Alexa Di Pede
PhD Candidate in Neuroscience
BLUE Fellowship
2026

In Sync

I came to this project because I kept bumping into a gap: between what women knew about their own bodies, and what science was willing to confirm. That gap is not a failure of the women doing the knowing. It is a failure of the questions we have been willing to ask. And it is not accidental. It is not neutral. It is a choice that gets made, over and over, about whose experience counts as evidence.

In 1971, a twenty-three-year-old undergraduate at Wellesley College noticed that her body and her floormates' bodies were moving in time with each other, in the specific, private, cyclical rhythm of menstruation. She wrote it down. She designed a study. She published it in Nature, and it became one of the most cited papers in reproductive biology. She was a student. She noticed something in her own body and had the audacity to believe it was worth a question. Nobody had thought to look before, or nobody had thought it was worth looking at.

Presenting In Sync at the Mila–Building 21 Scholar Exhibition, 2026. Photo: Alex Nicholas Chen.

What followed was fifty years of the field trying to make the feeling go away. Studies proposed pheromone pathways. Reanalyses said the statistics couldn't rule out chance. Systematic reviews concluded there was more reason for doubt than acceptance. The largest study to date, 360 women tracked by app, found no synchrony at all. Each wave arrived to settle it. None of them did. The science kept saying: probably not. The body kept saying: but I know what I felt.

What this body of research reveals is not that synchrony has been disproven. It is that it has been poorly asked. Studies that failed to find biological synchrony found something else instead: that believing you are in sync with someone, that feeling of moving in rhythm with another person, produces documented increases in empathy, attunement, and connection. Regardless of whether cycles converged. The felt sense is real data. The question was never whether women were right to notice. It was whether anyone was paying careful enough attention to see what they were noticing.

The research lives in what you already know. The science is trying to catch up.

In conversation during the In Sync exhibition. Photo: Alex Nicholas Chen.

In Sync takes all of it, the fifty years, the dispute, the feeling that refuses to go away, and asks two people to sit inside it together. You move through the history of the debate. You map the cycle: its hormonal textures, the way the body opens and closes and turns inward across each phase. You each describe, in one word, how your body feels right now, and watch your answers rendered as waves, separate and almost touching. You place the things you think actually pull people into rhythm. Shared sleep. Shared stress. Shared grief. Shared joy. You watch the field respond, and you ask yourself: what is the rhythm actually made of?

It ends at The Wall. The actual studies, pinned up. Beside them, blank cards and one question: What do you know about your body that science hasn't caught up to yet? People write things down. They read what others wrote. They find the ones that feel like theirs. That is where the research lives: not in the data, but in the moment of recognition. In the feeling that someone finally asked.
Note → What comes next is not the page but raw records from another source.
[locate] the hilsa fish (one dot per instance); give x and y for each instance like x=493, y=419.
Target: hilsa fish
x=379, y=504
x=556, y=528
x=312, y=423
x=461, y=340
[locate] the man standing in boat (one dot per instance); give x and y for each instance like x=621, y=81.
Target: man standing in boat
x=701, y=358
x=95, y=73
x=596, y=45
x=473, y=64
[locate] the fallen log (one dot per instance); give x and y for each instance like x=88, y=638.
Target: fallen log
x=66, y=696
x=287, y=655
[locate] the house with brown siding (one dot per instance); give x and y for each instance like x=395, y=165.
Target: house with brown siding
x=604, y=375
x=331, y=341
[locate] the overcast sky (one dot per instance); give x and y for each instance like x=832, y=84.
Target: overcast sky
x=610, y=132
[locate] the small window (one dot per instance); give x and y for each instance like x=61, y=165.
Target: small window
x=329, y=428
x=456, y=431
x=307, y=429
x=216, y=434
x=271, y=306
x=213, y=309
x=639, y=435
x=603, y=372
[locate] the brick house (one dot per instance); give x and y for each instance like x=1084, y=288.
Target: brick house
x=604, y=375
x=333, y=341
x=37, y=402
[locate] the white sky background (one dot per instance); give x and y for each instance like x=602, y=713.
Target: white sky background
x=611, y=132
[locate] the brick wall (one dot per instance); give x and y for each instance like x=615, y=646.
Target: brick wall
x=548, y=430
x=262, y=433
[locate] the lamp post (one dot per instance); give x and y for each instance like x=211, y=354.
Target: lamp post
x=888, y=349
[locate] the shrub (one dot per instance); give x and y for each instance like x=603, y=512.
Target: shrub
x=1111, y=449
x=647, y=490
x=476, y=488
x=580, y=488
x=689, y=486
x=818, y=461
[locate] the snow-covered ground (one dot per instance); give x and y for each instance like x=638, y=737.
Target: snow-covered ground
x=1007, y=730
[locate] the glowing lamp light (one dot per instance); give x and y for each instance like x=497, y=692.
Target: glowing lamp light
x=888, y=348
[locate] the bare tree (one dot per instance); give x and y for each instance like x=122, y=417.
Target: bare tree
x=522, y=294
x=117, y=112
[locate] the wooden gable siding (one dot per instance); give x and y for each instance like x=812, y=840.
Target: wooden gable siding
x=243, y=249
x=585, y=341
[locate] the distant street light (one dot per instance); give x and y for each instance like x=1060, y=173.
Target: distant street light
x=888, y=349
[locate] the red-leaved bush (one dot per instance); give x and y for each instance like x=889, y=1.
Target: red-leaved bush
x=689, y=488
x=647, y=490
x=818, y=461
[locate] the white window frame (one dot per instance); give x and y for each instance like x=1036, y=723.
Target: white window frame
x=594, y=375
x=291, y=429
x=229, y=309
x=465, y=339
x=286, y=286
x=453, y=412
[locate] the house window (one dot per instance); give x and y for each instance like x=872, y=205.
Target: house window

With fellow scholars at the Mila-Building 21 Scholar Exhibition, 2026. Photo: Alex Nicholas Chen.

With B21 Founder & Director, Prof. Ollivier Dyens, 2026. Photo: Alex Nicholas Chen.

Hysteria. PMS. Menstrual synchrony. The pattern of dismissing women's embodied knowledge is not a series of mistakes. It is a structure. A way of deciding, before the question is even asked, whose experience qualifies as evidence. What gets lost is not just the data. It is the women who carried the data in their bodies for decades and were told it wasn't there. In Sync is built in their direction, asking what might become visible if we designed instruments around what women already know, rather than around what institutions have already decided.

Whatever future research finds, what I know from building this is: the inquiry itself is the statement. To take a question seriously, to map it, sit with it, build a room for someone to feel it in, is to say that the person asking deserves a rigorous answer. Women's bodies deserve that rigor. The felt experience of moving in rhythm with someone else deserves that care. In Sync is an attempt to offer both.

The frontier of this work is not defined by what the data will show. It is defined by the decision to stop asking women to prove what they already know, and to start building science careful enough to see it.